A customer fills in your form or texts you back at half ten at night. They're keen right then. By the time someone sees it the next morning, they've found someone else.
For any business that runs on enquiries, that's a daily leak. The interest is real, but it lands when nobody's there to catch it.
A company in the home-services world had this at scale. Hundreds of new leads a day, and a lot of them replying to estimate texts late at night, long after the office had gone home. Every one seen the next morning was a coin-flip on whether the customer had already booked elsewhere.

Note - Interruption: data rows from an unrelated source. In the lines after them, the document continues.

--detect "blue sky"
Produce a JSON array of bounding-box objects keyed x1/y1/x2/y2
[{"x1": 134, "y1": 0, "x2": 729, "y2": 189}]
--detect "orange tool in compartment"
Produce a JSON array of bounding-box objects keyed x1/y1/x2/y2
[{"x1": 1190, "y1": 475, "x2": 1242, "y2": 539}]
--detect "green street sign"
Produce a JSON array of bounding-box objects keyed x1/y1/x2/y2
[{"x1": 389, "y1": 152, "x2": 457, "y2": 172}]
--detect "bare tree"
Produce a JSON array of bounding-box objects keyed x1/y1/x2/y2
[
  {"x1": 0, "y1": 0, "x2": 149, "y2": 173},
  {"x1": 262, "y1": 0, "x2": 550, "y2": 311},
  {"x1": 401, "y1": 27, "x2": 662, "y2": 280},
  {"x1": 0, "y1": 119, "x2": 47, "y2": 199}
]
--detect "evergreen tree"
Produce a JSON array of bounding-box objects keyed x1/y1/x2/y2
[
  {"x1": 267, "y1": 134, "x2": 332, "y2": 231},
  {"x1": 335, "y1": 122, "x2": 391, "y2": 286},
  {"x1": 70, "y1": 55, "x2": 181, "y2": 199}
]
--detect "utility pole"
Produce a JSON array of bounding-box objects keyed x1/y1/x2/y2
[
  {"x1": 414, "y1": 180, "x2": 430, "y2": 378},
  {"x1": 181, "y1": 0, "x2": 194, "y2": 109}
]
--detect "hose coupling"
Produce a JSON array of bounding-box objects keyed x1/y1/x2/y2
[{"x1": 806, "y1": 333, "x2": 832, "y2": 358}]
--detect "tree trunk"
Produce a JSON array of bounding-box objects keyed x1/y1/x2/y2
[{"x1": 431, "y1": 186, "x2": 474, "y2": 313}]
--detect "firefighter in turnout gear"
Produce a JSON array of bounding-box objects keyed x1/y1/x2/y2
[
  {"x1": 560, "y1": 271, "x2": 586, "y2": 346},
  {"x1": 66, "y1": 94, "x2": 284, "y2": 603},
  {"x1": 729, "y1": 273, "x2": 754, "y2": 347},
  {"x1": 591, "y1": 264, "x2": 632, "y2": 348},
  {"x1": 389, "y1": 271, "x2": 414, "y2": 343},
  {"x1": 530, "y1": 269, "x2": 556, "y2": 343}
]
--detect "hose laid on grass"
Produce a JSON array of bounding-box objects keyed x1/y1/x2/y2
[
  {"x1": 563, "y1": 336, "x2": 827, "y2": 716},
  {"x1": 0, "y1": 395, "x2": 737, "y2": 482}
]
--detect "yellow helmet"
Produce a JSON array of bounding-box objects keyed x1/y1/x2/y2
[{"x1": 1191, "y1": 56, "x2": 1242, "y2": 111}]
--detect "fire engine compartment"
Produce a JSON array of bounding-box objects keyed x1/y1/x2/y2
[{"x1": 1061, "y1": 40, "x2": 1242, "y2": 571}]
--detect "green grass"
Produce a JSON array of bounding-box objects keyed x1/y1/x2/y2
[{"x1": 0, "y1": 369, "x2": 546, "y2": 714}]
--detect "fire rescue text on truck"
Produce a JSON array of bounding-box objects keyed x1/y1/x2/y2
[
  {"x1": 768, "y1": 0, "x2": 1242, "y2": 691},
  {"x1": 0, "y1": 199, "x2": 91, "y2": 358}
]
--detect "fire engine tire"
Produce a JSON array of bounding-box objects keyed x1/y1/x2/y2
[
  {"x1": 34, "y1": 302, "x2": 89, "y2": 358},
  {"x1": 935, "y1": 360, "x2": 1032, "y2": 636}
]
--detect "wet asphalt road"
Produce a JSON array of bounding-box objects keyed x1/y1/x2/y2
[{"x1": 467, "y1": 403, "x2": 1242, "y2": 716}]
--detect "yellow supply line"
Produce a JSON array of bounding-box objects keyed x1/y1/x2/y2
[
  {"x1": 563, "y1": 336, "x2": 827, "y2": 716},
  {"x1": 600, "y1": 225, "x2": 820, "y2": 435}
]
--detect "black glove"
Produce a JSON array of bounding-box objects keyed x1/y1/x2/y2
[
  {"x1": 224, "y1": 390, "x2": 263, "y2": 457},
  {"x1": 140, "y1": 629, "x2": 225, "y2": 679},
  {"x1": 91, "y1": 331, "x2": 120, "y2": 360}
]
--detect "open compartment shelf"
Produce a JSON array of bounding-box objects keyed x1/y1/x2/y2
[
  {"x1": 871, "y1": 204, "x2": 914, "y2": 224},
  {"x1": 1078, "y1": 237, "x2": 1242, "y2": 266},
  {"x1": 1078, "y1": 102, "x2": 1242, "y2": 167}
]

So they handed the night shift to AI.
Now when a homeowner texts back, an automated system reads the message, checks what's free, and books the appointment then and there. No person involved. That one change books 20 to 50 extra appointments a day, all from replies that used to sit unread until morning.
The replies don't feel robotic either. ChatGPT reads what the person actually wrote and answers in plain, human language. It catches the real worry instead of firing back a keyword. About 80 to 90% of first replies are handled without anyone stepping in.
Then they went after the leads everyone gives up on. Most firms treat a 'not right now' as dead. Instead, when a lead says something like 'call me in a month', a rule files it and schedules the follow-up automatically. Those revived old leads now bring in 5 to 10% of monthly revenue, around $300,000 a year.
And the team running all of this is two people. Hundreds of leads a day between them, with the overnight money and the 'maybe' pile both getting caught.
So look at your own two leaks. The enquiries that land when you're closed, and the leads you've written off. You don't need a bigger team to catch them. You need something that answers at 11pm and remembers to follow up in March.